Chief Legal Advisor at the Ministry for Culture and Heritage, Ms Barber finds that one of the many highlights of her current role is working with other people who also love working in the arts and heritage sectors, and enjoys making a contribution and a difference.
It’s a busy and varied role, which was essentially as start-up, as before her appointment the Ministry had no in-house legal counsel. An aspect of the role she enjoys is appearing in the Māori Land Court in claims for ownership of Māori cultural objects (taonga tūturu applications).
Visual art is a passion of hers. Ms Barber is a friend or member of just about every art gallery in the country including Auckland Art Gallery, Govett Brewster (Life Friend and member of the Foundation), Te Papa, Wellington Art Gallery, The Dowse, Christchurch Art Gallery (life friend), Dunedin Art Gallery (life friend).
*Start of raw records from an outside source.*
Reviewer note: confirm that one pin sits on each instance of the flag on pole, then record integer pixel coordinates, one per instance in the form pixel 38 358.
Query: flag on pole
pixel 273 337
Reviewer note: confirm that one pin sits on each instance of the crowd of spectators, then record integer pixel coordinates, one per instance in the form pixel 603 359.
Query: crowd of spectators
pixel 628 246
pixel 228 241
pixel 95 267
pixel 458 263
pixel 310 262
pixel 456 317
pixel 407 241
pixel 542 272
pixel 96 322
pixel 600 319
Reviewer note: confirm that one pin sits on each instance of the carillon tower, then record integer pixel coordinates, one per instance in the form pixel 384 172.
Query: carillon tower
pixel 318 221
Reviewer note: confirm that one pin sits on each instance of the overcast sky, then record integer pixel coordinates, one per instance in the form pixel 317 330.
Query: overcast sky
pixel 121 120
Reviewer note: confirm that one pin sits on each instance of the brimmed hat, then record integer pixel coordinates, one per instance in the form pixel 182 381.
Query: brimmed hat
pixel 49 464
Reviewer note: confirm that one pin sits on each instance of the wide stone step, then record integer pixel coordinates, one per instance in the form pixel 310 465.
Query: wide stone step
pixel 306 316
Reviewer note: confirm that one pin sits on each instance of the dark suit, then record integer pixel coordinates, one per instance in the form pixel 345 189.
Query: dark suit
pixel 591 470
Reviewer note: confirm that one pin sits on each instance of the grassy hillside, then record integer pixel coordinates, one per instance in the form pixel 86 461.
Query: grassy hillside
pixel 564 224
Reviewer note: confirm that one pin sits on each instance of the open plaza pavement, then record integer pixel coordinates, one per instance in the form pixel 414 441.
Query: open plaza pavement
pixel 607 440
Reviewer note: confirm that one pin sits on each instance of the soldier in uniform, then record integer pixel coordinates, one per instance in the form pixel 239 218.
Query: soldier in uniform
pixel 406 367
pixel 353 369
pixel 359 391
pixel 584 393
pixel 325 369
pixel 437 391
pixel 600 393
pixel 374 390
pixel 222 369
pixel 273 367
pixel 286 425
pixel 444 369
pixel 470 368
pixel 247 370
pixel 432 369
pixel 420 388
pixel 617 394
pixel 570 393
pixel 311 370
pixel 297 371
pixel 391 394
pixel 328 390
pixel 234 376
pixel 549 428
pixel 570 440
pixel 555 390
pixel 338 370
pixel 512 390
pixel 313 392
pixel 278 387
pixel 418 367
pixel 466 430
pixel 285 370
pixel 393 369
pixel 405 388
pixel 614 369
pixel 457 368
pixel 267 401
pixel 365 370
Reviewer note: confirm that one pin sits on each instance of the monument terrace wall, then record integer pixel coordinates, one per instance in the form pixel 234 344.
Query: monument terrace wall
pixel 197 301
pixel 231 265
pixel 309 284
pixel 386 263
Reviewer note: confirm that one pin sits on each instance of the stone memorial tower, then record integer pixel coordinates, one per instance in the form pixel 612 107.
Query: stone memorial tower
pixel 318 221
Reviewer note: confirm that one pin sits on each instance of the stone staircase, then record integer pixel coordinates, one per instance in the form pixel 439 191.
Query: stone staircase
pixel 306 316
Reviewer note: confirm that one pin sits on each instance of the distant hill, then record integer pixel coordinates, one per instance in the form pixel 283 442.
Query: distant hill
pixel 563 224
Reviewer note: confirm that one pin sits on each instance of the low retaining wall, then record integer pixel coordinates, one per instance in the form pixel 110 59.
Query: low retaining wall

After graduating BA LLB from Victoria University, with a double major in German and History, Ms Barber was admitted in 1990. She worked for Brandon Brookfield, which became Simpson Grierson, before moving to Crown Law and then into the State Services Commission and other in-house roles.
She was elected Wellington branch President in 2010 after a year as Vice-President. That followed two years on the Wellington District Law Society Council.
As well as the arts, Ms Barber is interested in wine and food, walking, and claims she is “trying to get back into golf”. (Little recent progress has been observed in this endeavour, alas.)
Her husband, David Morriss, is similarly interested in things artistic. He studied almost every music paper going at Canterbury University in his BA and B.Mus., works as a classical music broadcaster with Radio New Zealand and sings as a bass soloist.